The Bill of Rights will be 20 years old on Saturday. Sir Kenneth Keith, now on the International Court of Justice and author of the white paper which led to it, will mark the anniversary with a speech on Thursday.
Sir Kenneth will likely agree with Sir Geoffrey that the Bill of Rights has had much more influence on Parliament and the courts than expected in 1990. It is a classic example of our constitution’s incremental evolution.
Traditionalists, including many in the National party who only got the point when Labour’s Electoral Finance Act in 2007 ran afoul of it, thought it unnecessary in a common law system. Rights advocates were frustrated that it did not override other legislation, requiring only that the Attorney-General report to Parliament if legislation was inconsistent with it.
In fact, the courts have assumed a power to declare legislation inconsistent and to award compensation for breaches. And governments, according to Sir Geoffrey and Sir Kenneth, have since 1990 thought twice before incurring an adverse report.
Taken with the 1993 Human Rights Act, it is an important element in the constitution. If anything, its influence will grow, especially if to it is added the right to property and — much less likely because it would be to step beyond a focus on process to one on substance — economic (jobs) and social (housing, education and health) rights.

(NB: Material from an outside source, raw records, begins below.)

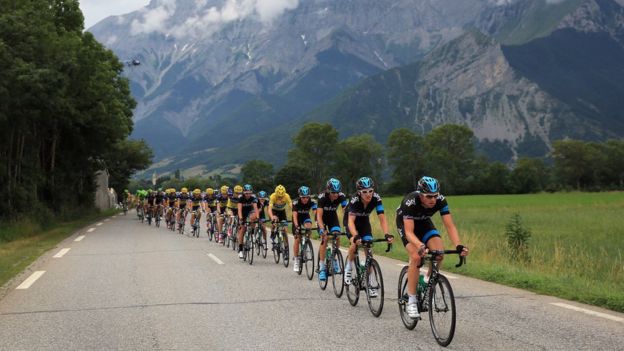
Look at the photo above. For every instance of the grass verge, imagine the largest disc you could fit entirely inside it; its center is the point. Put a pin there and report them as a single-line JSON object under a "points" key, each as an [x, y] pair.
{"points": [[20, 252]]}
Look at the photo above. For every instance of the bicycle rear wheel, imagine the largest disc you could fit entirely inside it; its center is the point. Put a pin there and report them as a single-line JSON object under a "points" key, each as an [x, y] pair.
{"points": [[337, 276], [408, 322], [308, 258], [442, 310], [322, 283], [374, 283], [353, 289], [277, 247]]}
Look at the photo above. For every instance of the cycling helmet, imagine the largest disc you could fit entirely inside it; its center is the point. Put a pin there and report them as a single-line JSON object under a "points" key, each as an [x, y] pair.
{"points": [[304, 191], [333, 185], [428, 185], [364, 183], [280, 191]]}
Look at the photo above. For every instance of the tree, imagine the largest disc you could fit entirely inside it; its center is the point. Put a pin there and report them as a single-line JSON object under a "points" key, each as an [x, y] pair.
{"points": [[405, 155], [292, 177], [358, 156], [314, 149], [449, 156], [259, 174]]}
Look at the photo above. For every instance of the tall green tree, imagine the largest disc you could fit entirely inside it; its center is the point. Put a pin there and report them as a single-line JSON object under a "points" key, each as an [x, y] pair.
{"points": [[314, 149], [405, 155], [358, 156], [259, 174]]}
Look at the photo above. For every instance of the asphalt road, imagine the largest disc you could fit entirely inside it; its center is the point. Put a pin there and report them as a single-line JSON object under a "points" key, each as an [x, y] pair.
{"points": [[127, 286]]}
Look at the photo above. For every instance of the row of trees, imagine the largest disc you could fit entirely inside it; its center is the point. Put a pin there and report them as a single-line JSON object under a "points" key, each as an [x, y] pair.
{"points": [[447, 153], [65, 110]]}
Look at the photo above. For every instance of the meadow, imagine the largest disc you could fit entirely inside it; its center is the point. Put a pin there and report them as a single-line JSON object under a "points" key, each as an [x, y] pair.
{"points": [[576, 246]]}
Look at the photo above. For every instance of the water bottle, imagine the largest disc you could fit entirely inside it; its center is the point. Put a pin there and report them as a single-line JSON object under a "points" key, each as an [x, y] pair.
{"points": [[421, 282]]}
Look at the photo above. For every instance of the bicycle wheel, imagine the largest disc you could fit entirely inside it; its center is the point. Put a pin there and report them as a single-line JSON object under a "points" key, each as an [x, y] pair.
{"points": [[408, 322], [285, 252], [353, 289], [337, 276], [374, 283], [442, 310], [277, 248], [308, 258], [323, 283]]}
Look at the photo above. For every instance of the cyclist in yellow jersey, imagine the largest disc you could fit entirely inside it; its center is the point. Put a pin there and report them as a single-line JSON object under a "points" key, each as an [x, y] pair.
{"points": [[277, 208]]}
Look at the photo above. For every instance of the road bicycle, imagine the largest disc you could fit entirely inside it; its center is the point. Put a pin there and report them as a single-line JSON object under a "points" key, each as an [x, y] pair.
{"points": [[280, 243], [334, 264], [367, 276], [435, 297], [306, 251]]}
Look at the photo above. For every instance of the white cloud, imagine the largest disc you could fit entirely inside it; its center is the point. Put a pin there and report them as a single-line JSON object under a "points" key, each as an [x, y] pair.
{"points": [[96, 10], [207, 19]]}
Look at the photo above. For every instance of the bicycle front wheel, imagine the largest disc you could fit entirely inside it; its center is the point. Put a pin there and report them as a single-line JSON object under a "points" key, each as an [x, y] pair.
{"points": [[442, 310], [308, 259], [337, 273], [408, 322]]}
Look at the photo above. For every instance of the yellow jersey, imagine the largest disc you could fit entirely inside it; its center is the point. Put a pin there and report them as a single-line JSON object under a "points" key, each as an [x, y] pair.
{"points": [[276, 204]]}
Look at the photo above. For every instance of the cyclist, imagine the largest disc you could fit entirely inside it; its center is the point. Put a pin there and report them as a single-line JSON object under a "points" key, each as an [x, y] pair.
{"points": [[277, 209], [247, 210], [357, 222], [222, 199], [263, 202], [183, 199], [210, 204], [172, 197], [327, 219], [301, 218], [196, 201], [418, 232]]}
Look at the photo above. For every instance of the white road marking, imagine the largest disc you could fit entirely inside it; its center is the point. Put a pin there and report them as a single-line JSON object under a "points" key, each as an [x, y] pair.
{"points": [[31, 280], [61, 253], [590, 312], [215, 258]]}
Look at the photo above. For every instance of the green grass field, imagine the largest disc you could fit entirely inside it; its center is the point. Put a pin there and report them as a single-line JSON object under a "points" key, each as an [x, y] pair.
{"points": [[576, 248], [28, 241]]}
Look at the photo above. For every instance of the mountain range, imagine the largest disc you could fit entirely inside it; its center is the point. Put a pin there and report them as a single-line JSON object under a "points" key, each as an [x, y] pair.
{"points": [[225, 81]]}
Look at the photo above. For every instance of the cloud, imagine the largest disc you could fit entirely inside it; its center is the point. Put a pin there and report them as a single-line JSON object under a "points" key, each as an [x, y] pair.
{"points": [[209, 19]]}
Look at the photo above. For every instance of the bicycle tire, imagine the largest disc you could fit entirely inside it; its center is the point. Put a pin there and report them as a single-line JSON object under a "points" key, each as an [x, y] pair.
{"points": [[441, 301], [322, 283], [338, 277], [353, 289], [285, 251], [403, 298], [277, 248], [375, 304], [308, 258]]}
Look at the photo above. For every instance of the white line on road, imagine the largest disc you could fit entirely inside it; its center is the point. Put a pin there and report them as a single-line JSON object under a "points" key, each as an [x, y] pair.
{"points": [[31, 280], [586, 311], [215, 258], [61, 253]]}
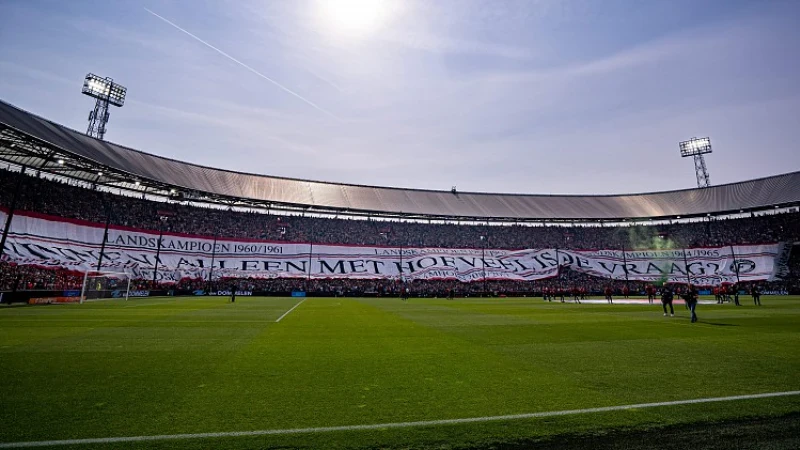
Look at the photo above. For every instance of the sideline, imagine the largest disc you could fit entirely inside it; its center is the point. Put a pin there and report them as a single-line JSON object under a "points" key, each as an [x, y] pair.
{"points": [[286, 313]]}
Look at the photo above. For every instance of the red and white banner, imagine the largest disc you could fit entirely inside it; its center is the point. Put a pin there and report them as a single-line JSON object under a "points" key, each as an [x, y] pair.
{"points": [[53, 242]]}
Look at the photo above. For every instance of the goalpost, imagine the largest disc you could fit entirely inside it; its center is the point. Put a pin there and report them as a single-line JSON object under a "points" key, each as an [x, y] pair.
{"points": [[105, 285]]}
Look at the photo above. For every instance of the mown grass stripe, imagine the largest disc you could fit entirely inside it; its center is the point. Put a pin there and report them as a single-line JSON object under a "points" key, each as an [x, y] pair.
{"points": [[423, 423]]}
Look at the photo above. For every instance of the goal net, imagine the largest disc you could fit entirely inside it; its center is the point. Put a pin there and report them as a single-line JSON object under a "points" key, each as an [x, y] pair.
{"points": [[105, 285]]}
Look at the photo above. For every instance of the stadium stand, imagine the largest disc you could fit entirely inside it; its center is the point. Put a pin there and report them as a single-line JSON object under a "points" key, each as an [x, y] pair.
{"points": [[57, 198], [72, 176]]}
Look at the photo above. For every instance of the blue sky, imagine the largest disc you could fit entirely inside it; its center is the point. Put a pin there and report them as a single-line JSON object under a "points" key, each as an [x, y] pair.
{"points": [[535, 96]]}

And alongside it is the Treaty of Waitangi, a bill of rights of sorts, which has much more influence on law and administration than the formal standing some parliamentary acts have assigned it.

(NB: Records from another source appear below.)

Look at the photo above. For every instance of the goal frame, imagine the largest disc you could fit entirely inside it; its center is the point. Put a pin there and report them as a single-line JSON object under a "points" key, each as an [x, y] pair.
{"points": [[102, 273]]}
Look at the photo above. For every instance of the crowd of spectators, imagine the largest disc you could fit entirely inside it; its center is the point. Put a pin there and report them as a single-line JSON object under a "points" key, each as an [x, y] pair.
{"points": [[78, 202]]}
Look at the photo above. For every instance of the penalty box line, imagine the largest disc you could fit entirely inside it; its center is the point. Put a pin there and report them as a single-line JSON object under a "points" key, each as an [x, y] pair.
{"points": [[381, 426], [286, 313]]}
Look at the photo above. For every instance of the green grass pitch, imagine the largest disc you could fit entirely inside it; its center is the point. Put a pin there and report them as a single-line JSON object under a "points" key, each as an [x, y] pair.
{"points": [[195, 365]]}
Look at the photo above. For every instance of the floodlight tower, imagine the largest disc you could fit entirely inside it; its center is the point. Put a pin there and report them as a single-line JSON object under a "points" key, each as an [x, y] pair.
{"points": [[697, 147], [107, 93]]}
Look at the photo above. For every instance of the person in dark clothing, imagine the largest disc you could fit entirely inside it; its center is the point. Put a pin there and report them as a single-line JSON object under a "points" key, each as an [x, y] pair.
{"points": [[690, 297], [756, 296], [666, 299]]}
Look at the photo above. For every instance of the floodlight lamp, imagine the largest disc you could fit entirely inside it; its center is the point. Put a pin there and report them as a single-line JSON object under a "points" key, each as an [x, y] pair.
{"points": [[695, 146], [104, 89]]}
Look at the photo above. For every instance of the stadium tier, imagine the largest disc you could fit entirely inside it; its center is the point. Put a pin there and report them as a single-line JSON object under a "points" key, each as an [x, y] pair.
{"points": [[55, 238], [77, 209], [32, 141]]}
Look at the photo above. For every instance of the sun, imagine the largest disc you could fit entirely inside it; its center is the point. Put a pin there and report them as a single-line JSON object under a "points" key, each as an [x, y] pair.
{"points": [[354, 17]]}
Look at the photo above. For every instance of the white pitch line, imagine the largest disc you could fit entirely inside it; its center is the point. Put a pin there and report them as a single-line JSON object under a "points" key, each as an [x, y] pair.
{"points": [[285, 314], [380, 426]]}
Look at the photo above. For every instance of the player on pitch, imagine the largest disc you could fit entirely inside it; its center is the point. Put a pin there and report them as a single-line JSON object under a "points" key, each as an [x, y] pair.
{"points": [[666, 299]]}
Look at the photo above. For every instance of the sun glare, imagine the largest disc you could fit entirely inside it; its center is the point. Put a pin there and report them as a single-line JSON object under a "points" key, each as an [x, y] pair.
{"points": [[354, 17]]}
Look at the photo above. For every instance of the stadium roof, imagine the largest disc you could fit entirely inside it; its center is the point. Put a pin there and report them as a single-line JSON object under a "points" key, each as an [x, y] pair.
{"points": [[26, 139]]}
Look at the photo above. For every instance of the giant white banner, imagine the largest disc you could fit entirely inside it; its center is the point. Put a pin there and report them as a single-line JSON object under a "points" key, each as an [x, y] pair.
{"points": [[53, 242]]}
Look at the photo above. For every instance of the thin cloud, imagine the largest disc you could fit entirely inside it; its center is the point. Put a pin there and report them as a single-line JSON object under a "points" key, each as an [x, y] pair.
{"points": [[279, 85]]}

The DRIP will, too, in time. John Key and Chris Finlayson, Treaty of Waitangi Minister and Attorney-General, heavily qualified their accession to it in April. But it is highly likely nevertheless to influence court decisions and government practice. Key has thereby joined Hide as a constitutional reformer.
Next up is a constitutional review Key agreed with the Maori party in 2008. The terms of reference go to the cabinet soon, in the wake of the foreshore and seabed repeal legislation (which is a property rights issue, also with constitutional implications).
Actually, others are on the case. The Institute of Policy Studies (IPS) and Centre for Public Law are running a conference next week, 10 years after an IPS conference in 2000 which ACT tried to wreck.
The IPS is also leading a project for the state sector on Treaty issues after historical grievances are settled.
There is big and small in politics. A small party ripping itself up is small. Changing the constitution is big. Hide happens to be doing both.
* The Labour-led government initiated, with Simon Power’s support, the legislation curtailing deposition hearings, mentioned here as a Power initiative.